Após uns 5 minutos de viagem, talvez pelos sacolejos do ônibus sobre a rodovia então em precárias condições, Salvador puxou a cordinha da campainha para que o motorista parasse o veículo a fim de aliviar os intestinos que reclamavam urgência de emissão compulsória.

Tão logo ouviu o alerta para sinal de parada,  o motorista conferiu pelo espelho quem era o passageiro desinformado do regulamento da empresa de que aquele pequeno ônibus não parava senão nos terminais rodoviários. 

E foi exatamente esta informação que o motorista prestou a Cusarrúim, com cara e modo de poucos amigos. O passageiro, indignado, enfezado, disse em altos brados para o condutor:

 - Pare essa joça, já! Eu preciso fazer uma viagem!Eu tenho que ir pro mato agora mesmo!Eu sabia que isso ia acontecer, por isso é que já me preveni com estes papéis de embrulho lá do bar do Nina.

 - Meu senhor - disse o motorista, olhando Cusarrúim pelo espelho – tenha paciência... eu não posso fazer nada. É ordem da empresa!

Mas um argumento silencioso, porém convincente, fez com que motorista mudasse de idéia, ao conferir no retrovisor um enorme parabelo  de cano longo apontado em sua direção. 

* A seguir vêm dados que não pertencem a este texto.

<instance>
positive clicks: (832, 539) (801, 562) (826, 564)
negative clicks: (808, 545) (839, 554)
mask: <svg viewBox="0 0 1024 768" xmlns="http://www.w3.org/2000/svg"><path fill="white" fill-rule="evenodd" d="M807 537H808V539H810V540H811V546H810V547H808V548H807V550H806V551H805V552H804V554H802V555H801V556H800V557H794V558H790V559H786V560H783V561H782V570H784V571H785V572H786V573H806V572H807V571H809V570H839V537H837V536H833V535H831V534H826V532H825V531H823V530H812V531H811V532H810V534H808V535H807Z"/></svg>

Parou o coletivo tentando recobrar a calma . O motorista dominou o carro, mas ante o perigo não conseguiu frear  a própria barriga, que o traiu em pleno exercício de condutor : um odor característico obrigou alguns passageiros a abrir as janelas para que o vento aliviasse um pouco a atmosfera carregada.

A esta altura, o passageiro Cusarrúim, a passos largos foi abrindo com as botas as moitas de arranha-gato, seguido de perto pelo motorista , com quem repartiu o papel de embrulho  que prevenidamente apanhara no Bar do Ponto para aquela serventia.

Só que, literalmente enfezado, Salvador não retornou ao micro-ônibus para a conclusão da viagem que julgara abreviada. De lá do mato exclamou alto e bom tom:

- Pode tocar essa desgraça! Deixe-me aqui que eu acabo de chegar a pé ! E nunca mais vou entrar nesse filhote de jardineira.